Mastodon FASP Subscription Vulnerability Allowing Unconfirmed Providers to Subscribe and Backfill

A vulnerability in Mastodon versions 4.4.0 through 4.4.13 and 4.5.0 through 4.5.6 allows unconfirmed FASP providers to subscribe to account and content lifecycle events and request content backfills without administrative approval. This issue arises on servers that have enabled the experimental FASP feature by setting the 'EXPERIMENTAL_FEATURES' environment variable to include 'fasp'. While a single exploitation leads to a minor information leak of publicly available URIs, repeated actions can cause significant denial-of-service by overloading the Sidekiq worker that manages FASP tasks.

Impact

Exploitation of this vulnerability allows unconfirmed FASP providers to make subscriptions and request content backfills, bypassing the required administrative approval.
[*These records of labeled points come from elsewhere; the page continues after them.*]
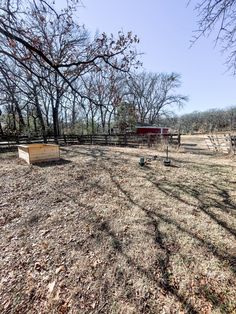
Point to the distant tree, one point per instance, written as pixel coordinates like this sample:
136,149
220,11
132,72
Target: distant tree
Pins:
154,94
219,15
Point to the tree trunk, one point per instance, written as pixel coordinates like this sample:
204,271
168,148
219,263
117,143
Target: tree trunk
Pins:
55,124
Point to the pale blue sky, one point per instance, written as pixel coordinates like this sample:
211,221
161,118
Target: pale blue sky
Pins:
165,28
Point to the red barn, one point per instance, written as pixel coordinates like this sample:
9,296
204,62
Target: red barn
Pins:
141,130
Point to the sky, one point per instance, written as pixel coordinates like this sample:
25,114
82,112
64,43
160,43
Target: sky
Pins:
165,29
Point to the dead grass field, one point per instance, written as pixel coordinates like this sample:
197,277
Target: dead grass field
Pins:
97,233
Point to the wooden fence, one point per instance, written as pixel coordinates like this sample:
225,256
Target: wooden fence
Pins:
131,140
224,143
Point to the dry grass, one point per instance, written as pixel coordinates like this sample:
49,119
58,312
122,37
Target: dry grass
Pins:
97,233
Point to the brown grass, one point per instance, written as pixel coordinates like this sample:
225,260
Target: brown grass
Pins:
97,233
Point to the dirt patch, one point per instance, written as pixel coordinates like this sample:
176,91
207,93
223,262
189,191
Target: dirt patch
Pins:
97,233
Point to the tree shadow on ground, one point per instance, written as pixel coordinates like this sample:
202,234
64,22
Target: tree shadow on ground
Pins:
60,162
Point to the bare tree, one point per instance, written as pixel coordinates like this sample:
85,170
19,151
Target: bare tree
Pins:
154,94
219,15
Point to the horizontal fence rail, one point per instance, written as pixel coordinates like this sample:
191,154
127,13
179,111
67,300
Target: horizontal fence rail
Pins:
132,140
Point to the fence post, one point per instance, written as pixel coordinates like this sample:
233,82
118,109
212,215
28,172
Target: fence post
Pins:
179,139
125,139
64,137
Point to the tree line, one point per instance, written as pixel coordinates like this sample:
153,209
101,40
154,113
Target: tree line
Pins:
55,78
209,121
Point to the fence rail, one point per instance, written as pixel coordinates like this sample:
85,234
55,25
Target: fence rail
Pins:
131,140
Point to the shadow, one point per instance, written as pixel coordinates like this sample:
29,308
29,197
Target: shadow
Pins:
7,149
52,163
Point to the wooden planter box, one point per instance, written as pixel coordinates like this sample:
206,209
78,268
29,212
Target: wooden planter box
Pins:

This not only leads to a minor information leak but, when done repeatedly, creates a serious denial-of-service risk by putting excessive strain on the Sidekiq worker that handles FASP-related tasks.

Reproduction

To reproduce this vulnerability, first enable the experimental FASP feature on a Mastodon server by setting the 'EXPERIMENTAL_FEATURES' environment variable to include 'fasp'. Next, register a FASP provider without confirmation. Once the provider is registered, it can be used to subscribe to lifecycle events and request content backfills without administrative approval. This can be done by sending requests to the appropriate API endpoints for event subscriptions and backfill requests, using the unconfirmed provider's credentials.

Remediation

Update to Mastodon versions 4.4.14 or 4.5.7, which include the necessary fix. For servers currently testing the experimental FASP feature, it is recommended to update as soon as possible.